Nesse caso específico, os teóricos da conspiração de diversas plataformas afirmam que os incêndios, que mataram pelo menos 120 pessoas, foram planeados como parte de um esforço estratégico para eliminar os residentes menos ricos de Maui. O objetivo seria abrir espaço para novos empreendimentos multimilionários.
Como surgiu a teoria do “ataque a laser”
Em um vídeo postado no Tik Tok, um usuário afirmou que um amigo lhe enviou um vídeo de um raio laser “saindo do céu e atingindo diretamente a cidade”. “Este foi um ataque com arma de energia direta”, afirmou o usuário. O vídeo recebeu um rótulo do Instagram listando-o como “informação falsa”.
As imagens na verdade são de um lançamento feito pela SpaceX na Califórnia.
Teorias absurdas relacionadas dizem que os tais “raios laser” foram programados para não atingir nada azul, “explicando” por que tantos guarda-sóis azuis permaneceram ilesos pelos incêndios. Essa seria a teoria que está por trás da ideia que a ilha foi atingida por um “ataque” de arma de energia direcionada.
Outros usuários de redes sociais alegam que os residentes da elite de Maui estavam por trás dos incêndios para que pudessem comprar os terrenos destruídos com desconto e potencialmente reconstruir uma “cidade inteligente”.
Avaliação de Especialistas
Todavia, os incêndios florestais não pouparam apenas coisas azuis. Inúmeras fotos e vídeos demonstram claramente edifícios e objetos de muitas cores que sobreviveram, e também outros igualmente de cores variadas que foram destruídos, inclusive azuis.
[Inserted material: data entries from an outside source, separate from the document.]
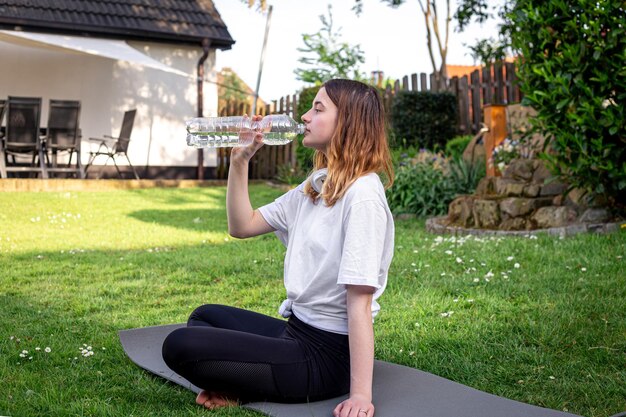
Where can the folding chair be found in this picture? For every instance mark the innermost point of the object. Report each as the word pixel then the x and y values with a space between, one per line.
pixel 112 147
pixel 3 106
pixel 63 135
pixel 22 137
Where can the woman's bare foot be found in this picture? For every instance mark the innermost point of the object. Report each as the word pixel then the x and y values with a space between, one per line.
pixel 211 400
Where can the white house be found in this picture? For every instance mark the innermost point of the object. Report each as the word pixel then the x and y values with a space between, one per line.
pixel 116 55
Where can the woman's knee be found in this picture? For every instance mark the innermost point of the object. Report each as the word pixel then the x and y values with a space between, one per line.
pixel 174 350
pixel 204 315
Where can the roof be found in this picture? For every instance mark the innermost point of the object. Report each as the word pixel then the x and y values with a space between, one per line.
pixel 172 21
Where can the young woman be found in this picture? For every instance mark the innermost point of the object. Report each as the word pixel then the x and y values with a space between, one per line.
pixel 339 235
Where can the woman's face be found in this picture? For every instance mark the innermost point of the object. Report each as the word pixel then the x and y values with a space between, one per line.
pixel 320 122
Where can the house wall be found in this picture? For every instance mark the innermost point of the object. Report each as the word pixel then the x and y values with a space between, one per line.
pixel 106 88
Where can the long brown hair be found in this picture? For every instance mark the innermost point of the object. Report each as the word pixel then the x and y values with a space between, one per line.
pixel 358 145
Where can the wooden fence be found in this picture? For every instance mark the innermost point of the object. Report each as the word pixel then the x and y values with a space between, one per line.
pixel 266 163
pixel 490 85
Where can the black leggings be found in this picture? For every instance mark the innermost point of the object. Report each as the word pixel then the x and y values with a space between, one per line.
pixel 258 357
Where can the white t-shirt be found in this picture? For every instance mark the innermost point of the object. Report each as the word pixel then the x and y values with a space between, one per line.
pixel 329 247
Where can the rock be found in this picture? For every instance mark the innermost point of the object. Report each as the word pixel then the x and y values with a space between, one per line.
pixel 595 215
pixel 486 214
pixel 517 223
pixel 553 188
pixel 541 172
pixel 515 207
pixel 558 200
pixel 531 190
pixel 486 186
pixel 460 211
pixel 519 169
pixel 509 188
pixel 551 216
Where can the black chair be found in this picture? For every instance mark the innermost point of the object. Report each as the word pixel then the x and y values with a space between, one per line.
pixel 22 137
pixel 63 136
pixel 112 147
pixel 3 106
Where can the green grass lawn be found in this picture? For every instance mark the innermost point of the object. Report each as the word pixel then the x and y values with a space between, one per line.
pixel 541 320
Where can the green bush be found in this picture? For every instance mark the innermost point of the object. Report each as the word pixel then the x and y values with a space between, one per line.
pixel 573 73
pixel 456 146
pixel 423 119
pixel 304 156
pixel 426 184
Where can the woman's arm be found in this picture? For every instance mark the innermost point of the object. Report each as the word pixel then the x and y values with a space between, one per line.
pixel 243 221
pixel 361 335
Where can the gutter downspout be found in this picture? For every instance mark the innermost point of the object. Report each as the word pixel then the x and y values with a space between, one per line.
pixel 206 43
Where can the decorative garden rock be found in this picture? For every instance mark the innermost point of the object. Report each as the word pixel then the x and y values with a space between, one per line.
pixel 526 198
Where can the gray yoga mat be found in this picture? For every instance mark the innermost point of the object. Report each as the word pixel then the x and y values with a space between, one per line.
pixel 399 391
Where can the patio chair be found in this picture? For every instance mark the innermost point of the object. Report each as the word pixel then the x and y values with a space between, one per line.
pixel 63 136
pixel 112 147
pixel 22 138
pixel 3 106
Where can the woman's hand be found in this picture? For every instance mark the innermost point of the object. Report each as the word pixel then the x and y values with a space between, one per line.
pixel 243 154
pixel 355 406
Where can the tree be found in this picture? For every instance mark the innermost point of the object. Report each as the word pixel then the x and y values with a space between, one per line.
pixel 436 37
pixel 572 73
pixel 327 57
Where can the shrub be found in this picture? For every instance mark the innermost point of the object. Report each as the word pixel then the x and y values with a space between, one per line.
pixel 424 119
pixel 456 146
pixel 290 175
pixel 304 156
pixel 573 73
pixel 426 184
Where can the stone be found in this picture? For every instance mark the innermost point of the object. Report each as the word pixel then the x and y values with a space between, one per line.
pixel 577 197
pixel 595 215
pixel 486 214
pixel 509 188
pixel 519 169
pixel 460 211
pixel 553 188
pixel 552 216
pixel 541 172
pixel 515 206
pixel 486 186
pixel 531 190
pixel 517 223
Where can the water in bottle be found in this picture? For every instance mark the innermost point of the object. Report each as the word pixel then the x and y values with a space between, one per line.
pixel 219 132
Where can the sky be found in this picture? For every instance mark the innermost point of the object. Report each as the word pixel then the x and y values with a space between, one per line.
pixel 393 39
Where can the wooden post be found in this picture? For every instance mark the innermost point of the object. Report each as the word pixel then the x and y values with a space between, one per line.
pixel 495 119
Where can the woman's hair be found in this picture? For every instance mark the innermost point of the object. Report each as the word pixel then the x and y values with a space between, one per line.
pixel 358 145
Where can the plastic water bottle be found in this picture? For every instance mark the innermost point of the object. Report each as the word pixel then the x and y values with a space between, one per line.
pixel 220 132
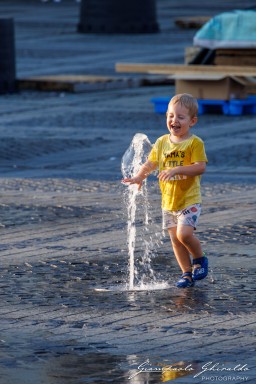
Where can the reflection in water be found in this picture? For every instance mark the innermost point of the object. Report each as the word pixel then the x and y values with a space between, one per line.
pixel 159 372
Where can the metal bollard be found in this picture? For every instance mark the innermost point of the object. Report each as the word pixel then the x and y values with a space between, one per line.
pixel 7 57
pixel 116 16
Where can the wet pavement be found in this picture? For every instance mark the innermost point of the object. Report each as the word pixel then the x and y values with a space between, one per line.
pixel 66 313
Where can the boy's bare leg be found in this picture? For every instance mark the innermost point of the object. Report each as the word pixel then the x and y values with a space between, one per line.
pixel 185 243
pixel 186 236
pixel 180 251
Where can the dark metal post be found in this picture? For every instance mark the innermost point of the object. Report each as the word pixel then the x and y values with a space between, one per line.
pixel 117 16
pixel 7 57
A verdade é que, embora lasers em geral afetem os materiais de maneira diferente, uma arma que fosse poderosa o suficiente para causar tais danos ainda queimaria itens de qualquer tonalidade, de acordo com um especialista ouvido pela agência Associated Press.
É fácil, contudo, entender esse processo. Uma rápida pesquisa no Google retorna diversas imagens com casas e objetos inegavelmente de todas as cores que foram destruídos ou que sobreviveram aos incêndios.
Nas imagens em que é possível ver casas e carros totalmente carbonizados, é impossível dizer exatamente o que era azul e o que não era. Nesse caso, a mente humana pode ser iludida através de um fenômeno chamado de “viés de confirmação”: alguém vê as imagens procurando itens azuis queimados e, como não vê, automaticamente assume que o que estava lá não era da cor azul. Isso não seria verdade, mas o cérebro enxerga assim.
Há também pessoas mal intencionadas que utilizam imagens escolhidas a dedo com o intuito de sugerir falsamente que apenas itens azuis “sobreviveram” ao incêndio. Na visão conspiracionista, isso é a prova definitiva de que a ilha havaiana foi sem dúvida vítima de um ataque a laser. As pessoas podem surpreendentemente acreditar nisso de forma honesta. Mas há os que estão apenas em busca apenas de fama ou cliques, que se transformam em dinheiro na mão de conspiracionistas desonestos.
Liberdade de expressão ou informação falsa?
“Em última análise, as redes sociais terão de decidir se querem ser uma organização melhor ou permanecer esta plataforma ‘aberta’ de liberdade de expressão que pode ir contra a ética e os padrões exigidos pelo jornalismo”, disse Michael Inouye, analista da empresa de pesquisa de mercado ABI Research.
“O problema é que, mesmo que algo não seja rotulado como ‘notícia’, alguns ainda interpretarão a opinião pessoal como verdade, o que nos coloca de volta na mesma posição.”, observou posteriormente o especialista.
Assim, não há evidências que sugiram que Maui tenha sido atingido por outra coisa senão incêndios florestais, que foram testemunhados por inúmeros sobreviventes. A tragédia, inclusive, está amplamente documentada sobretudo em vídeos e imagens, mostrando itens de todas as cores, queimados e não queimados.
De qualquer forma, o fenômeno ilustra quão rápido a desinformação pode espalhar após um desastre dessa magnitude.